Saladin jumped from redshirt freshman to starting goalkeeper in just one year, filling the role left behind by injured senior goalkeeper Alex Kapp. A player swap in that position alone would be enough to affect the team, but the inexperience on this 2015 Eagles team extends beyond just the goal. Five of Boston College’s starting 11 are freshmen and another three are sophomores.

“Just too many freshmen playing, that’s what it is,” said head coach Ed Kelly following the loss. The youth on the field and in the goal is noticeable, yet the Eagles still played a close game back and forth and held off the Loyola Marymount offensive pressure for most of the game.

Despite the constant offensive drives by both LMU and BC, a common theme among the two teams was the inability to create good scoring opportunities at prime angles. Both teams tried to run down balls in the corners and get crosses off to the far post, but their efforts were unrewarding and unsuccessful. Most often the Eagles’ crosses were deflected away by defenders or snatched up by Blanchette.

Another key area where the Eagles struggled was in the individual matchups. In the first half, BC players lost individual battles all over the field. Whether they were contested headers on the goalkeeper’s doorstep or races to a bouncing ball at midfield, the Lions out-hustled the Eagles almost every time.

In the second half, the Eagles came out with some fire and quit playing on their heels. They moved the ball better as a unit and managed to get a few scoring opportunities through balls chipped over the heads of LMU’s defensive backs.

The most notable offensive chances for the Eagles came from BC’s Trevor Davock and Simon Enstrom. Davock displayed great individual effort, running down balls in the corner all day long. He was successful in getting crosses off to better spots, but he did not receive much support in the middle of the field. Enstrom logged two shots on the day—on his second, he freed himself up at the top of the 18-yard box and saw the chance with the prime angle, but ultimately sent it whizzing by the left post.

BC took almost twice as many shots in the second half: five in the first and nine in the second.

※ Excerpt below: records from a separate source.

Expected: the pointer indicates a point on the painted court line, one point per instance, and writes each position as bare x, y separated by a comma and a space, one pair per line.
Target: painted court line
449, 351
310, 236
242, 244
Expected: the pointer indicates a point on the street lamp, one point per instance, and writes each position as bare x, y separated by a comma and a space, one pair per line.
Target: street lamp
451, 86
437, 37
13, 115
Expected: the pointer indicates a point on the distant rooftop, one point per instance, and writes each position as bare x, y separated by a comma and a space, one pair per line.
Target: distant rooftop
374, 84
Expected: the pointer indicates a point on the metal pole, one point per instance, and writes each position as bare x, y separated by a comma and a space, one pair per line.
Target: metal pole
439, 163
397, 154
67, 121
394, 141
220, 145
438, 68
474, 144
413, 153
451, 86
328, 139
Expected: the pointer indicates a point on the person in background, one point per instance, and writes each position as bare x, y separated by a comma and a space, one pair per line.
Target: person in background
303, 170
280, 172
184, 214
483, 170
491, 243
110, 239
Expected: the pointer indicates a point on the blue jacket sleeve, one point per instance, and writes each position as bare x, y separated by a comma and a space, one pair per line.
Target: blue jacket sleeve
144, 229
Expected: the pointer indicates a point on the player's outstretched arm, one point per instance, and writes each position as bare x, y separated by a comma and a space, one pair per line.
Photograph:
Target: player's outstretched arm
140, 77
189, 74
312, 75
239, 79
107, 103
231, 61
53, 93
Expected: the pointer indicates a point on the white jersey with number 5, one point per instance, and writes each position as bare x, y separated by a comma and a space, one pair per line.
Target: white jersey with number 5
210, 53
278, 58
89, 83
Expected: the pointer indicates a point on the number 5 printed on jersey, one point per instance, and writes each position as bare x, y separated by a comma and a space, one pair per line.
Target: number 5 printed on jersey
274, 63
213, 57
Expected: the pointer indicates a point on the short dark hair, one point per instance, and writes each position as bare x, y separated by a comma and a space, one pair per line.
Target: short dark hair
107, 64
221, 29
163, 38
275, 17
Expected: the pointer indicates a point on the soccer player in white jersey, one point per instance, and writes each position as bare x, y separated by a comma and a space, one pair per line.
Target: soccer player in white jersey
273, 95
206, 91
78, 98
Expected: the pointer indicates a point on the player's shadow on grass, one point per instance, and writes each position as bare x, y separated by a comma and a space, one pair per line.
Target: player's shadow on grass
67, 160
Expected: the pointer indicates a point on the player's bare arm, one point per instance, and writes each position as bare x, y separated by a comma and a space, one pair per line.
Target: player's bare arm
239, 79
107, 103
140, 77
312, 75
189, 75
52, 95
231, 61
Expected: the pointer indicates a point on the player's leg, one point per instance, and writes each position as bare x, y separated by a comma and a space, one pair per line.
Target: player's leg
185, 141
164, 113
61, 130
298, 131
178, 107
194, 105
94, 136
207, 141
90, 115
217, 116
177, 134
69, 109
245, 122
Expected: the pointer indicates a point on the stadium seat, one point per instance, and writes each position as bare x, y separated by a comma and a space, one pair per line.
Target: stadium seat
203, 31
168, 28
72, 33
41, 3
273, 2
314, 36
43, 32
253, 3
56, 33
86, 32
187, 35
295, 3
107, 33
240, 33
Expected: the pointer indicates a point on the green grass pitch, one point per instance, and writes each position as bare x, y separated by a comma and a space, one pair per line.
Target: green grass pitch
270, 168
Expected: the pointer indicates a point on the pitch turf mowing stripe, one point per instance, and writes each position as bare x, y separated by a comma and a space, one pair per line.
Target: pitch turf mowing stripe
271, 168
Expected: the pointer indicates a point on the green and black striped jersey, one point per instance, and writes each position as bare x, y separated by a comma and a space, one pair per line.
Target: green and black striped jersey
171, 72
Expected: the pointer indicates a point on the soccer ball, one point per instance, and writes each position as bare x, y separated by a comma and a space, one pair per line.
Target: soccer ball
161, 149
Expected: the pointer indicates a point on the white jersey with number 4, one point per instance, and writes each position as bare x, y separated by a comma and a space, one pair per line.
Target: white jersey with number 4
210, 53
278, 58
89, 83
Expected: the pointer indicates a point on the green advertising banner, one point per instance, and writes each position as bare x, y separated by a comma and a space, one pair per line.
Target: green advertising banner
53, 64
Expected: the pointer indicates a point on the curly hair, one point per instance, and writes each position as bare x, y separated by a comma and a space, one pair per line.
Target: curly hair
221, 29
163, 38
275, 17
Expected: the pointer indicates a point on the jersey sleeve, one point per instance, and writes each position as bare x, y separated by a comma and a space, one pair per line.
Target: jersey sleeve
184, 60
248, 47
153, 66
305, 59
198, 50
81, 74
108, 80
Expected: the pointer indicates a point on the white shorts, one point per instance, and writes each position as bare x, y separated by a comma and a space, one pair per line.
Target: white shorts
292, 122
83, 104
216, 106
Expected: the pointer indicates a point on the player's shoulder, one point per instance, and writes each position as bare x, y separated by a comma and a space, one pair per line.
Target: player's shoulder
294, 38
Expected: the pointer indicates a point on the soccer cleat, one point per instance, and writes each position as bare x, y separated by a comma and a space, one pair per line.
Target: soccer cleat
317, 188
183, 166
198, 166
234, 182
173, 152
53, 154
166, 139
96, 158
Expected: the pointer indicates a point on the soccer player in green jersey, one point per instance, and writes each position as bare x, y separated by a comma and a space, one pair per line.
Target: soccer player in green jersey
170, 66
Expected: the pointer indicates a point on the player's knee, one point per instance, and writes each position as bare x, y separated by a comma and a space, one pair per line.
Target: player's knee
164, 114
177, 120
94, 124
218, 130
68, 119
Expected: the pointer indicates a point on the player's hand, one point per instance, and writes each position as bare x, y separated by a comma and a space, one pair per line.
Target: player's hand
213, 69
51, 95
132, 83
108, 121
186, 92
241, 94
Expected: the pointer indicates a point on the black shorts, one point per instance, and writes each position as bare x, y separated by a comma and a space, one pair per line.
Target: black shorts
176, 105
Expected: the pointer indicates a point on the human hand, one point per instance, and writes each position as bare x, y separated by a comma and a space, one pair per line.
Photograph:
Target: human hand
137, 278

None hit the target, but BC’s offensive pushes worked to transfer the pressure to LMU’s defensive backs, who saw barely any action in the first half.

The Eagles will not play again until Friday night, so they will have some time to recover and prepare before they take on NC State on the road in their first ACC game. “It’s very hard to play for both teams, playing Friday night at 5:00 and then play[ing] at noon on Sunday,” Kelly noted after the game. “You’re supposed to have three days rest in between.”

A long tight game with a scoreless 89 minutes on the hot turf took its toll on everyone, and to think the game was decided in the first minute with the punt that gave Blanchette the game-winning assist.